8:50 Opening Comments
9:00 Detection Challenge Track Tsung-Yi Lin (Cornell Tech, Google Research) Talk
9:10 Detection/Segmentation/Places Competitor Team Megvii (Face++) Talk
9:30 Detection/Segmentation Competitor Team UCenter (CUHK & Peking University) Talk
9:50 Detection/Segmentation Competitor Team MSRA Talk
10:00 Detection/Segmentation Competitor Team FAIR Talk
10:10 Morning Break: Coffee + Posters
10:40 Keypoints Challenge Track Matteo Ronchi (Caltech) Talk
10:50 Keypoints Competitor Team Megvii (Face++) Talk
11:05 Keypoints Competitor Team OKS (Beihang University & SenseTime) Talk
11:20 Stuff Challenge Track Holger Caesar (University of Edinburgh) Talk
11:30 Stuff Competitor Team FAIR Talk
11:45 Stuff Competitor Team Oxford Active Vision Lab ——
12:00 Invited Talk Vladlen Koltun (Intel Labs) Talk
12:30 Lunch
14:00 Invited Talk Genevieve Patterson (MSR NE) Talk
14:15 Invited Talk Alexander Kirillov (University of Heidelberg & FAIR) Talk
14:30 Places Challenge Track Bolei Zhou (MIT), Hang Zhao (MIT) Talk
14:45 Places Competitor Team G-RMI (Google Research) Talk
15:05 Places Competitor Team WinterIsComing (ByteDance) Talk
15:25 Places Competitor Team CASIA_IVA_JD (Institute of Automation,
Chinese Academy of Sciences, & JD)
Talk
15:45 Afternoon Break: Coffee + Posters
16:15 Discussion Panel Genevieve Patterson (MSR NE), Hang Zhao (MIT)

6. Challenge Winners

For details on the winning entries please see the track overview slides and individual talks linked in the schedule.
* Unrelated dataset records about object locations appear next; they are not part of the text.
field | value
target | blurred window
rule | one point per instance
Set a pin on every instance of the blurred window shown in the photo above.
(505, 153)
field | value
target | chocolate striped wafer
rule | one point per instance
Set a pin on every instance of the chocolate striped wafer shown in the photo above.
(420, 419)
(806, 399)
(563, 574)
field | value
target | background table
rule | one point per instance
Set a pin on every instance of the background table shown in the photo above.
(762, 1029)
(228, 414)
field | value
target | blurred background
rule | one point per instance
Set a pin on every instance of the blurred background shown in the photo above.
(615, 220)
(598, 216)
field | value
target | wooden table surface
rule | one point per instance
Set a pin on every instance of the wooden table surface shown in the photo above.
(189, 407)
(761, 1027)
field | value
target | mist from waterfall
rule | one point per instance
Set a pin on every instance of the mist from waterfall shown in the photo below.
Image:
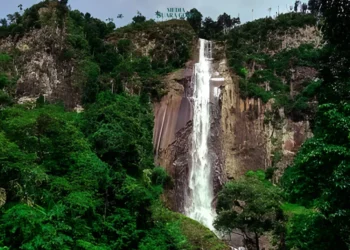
(199, 201)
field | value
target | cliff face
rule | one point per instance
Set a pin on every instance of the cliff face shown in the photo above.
(246, 132)
(40, 69)
(248, 142)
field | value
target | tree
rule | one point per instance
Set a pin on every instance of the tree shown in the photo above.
(224, 23)
(314, 6)
(236, 21)
(304, 8)
(3, 22)
(139, 18)
(194, 17)
(296, 5)
(319, 177)
(249, 204)
(209, 30)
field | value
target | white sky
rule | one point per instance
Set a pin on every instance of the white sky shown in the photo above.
(104, 9)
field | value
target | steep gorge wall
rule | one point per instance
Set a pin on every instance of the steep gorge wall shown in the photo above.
(242, 138)
(40, 67)
(248, 142)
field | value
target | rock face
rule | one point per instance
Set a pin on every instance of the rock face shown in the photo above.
(40, 67)
(172, 134)
(241, 138)
(248, 141)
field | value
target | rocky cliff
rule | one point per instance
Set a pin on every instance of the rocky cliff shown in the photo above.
(247, 132)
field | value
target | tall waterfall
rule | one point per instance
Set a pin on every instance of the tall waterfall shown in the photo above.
(198, 203)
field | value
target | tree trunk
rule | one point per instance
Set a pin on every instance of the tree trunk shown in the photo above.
(257, 241)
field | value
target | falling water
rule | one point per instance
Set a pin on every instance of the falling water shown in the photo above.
(198, 204)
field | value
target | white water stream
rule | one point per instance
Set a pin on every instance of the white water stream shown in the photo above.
(198, 204)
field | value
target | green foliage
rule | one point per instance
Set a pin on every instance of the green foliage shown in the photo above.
(250, 204)
(139, 18)
(251, 90)
(247, 45)
(61, 195)
(120, 130)
(194, 17)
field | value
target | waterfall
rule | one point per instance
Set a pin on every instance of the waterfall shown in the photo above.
(199, 200)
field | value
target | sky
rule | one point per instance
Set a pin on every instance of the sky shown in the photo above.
(104, 9)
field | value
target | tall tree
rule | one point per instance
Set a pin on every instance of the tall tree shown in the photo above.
(320, 175)
(194, 17)
(250, 204)
(296, 5)
(224, 23)
(139, 18)
(314, 6)
(304, 8)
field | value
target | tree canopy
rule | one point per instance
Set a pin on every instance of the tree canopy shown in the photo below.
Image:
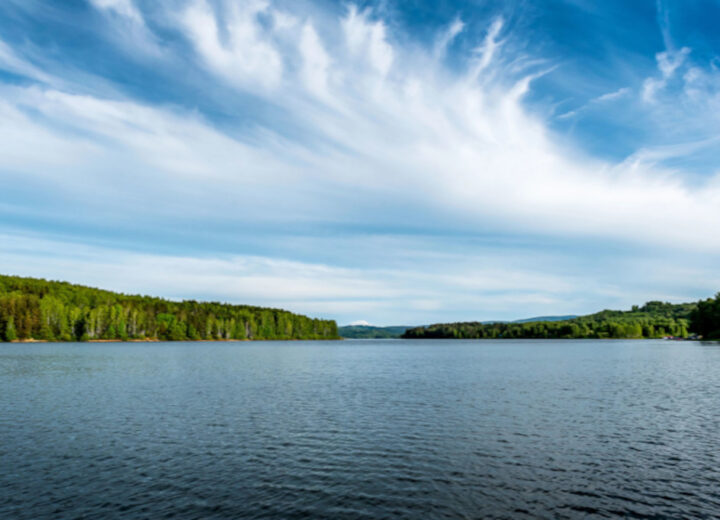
(653, 320)
(32, 308)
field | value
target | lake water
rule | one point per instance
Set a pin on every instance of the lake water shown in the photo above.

1st place 2nd place 3rd place 4th place
COCO Detection: Bounding Box Megvii UCenter MSRA FAIR
COCO Detection: Segmentation UCenter Megvii FAIR MSRA
COCO Keypoints Megvii Oks Bangbangren
COCO Stuff FAIR G-RMI Oxford
Places Instance Segmentation Megvii G-RMI BlueSky
Places Scene Parsing CASIA_IVA_JD WinterIsComing xdliang

7. Invited Speakers

Vladlen Koltun

Intel Labs

I direct a basic research lab at Intel Labs. We are based in two locations: Santa Clara, California and Munich, Germany. We are hiring interns, postdocs, and staff researchers in both locations. We are broadly interested in visual computing and intelligent systems. Our work is usually published in computer vision, machine learning, and computer graphics conferences.

Genevieve Patterson

MSR NE

Genevieve is a postdoc at MSR New England. She studies crowd-driven Computer Vision systems and deep learning models for medical and cultural problems. Her interests include visual attribute discovery, crowd-powered dataset annotation, fine-grained object recognition, medical network interpretability, multimodal networks, and active learning. Her work has appeared at CVPR, ECCV, NIPS, IJCV, and HCOMP, where her paper introducing a system for crowdsourced fine-grained one-shot object detection was finalist for Best Paper in 2015. She received her PhD from Brown University in 2016 under the direction James Hays (now of Georgia Tech).

Alex Kirillov

University of Heidelberg & FAIR

Alex is a last year PhD student at the University of Heidelberg (Germany) supervised by Carsten Rother. He is currently an intern in Facebook AI Research working with Piotr Dollár, Kaiming He, and Ross Girshick. He has published numerous papers in top-tier Computer Vision and Machine Learning venues such as CVPR, ICCV, and NIPS. Alex also helped organize a CVPR tutorial on diversity in Computer Vision systems in 2016. His main research interests are deep learning models for structured output and diversity modeling for Computer Vision applications. Alex is currently looking for a full-time research position in industry starting from Spring 2018.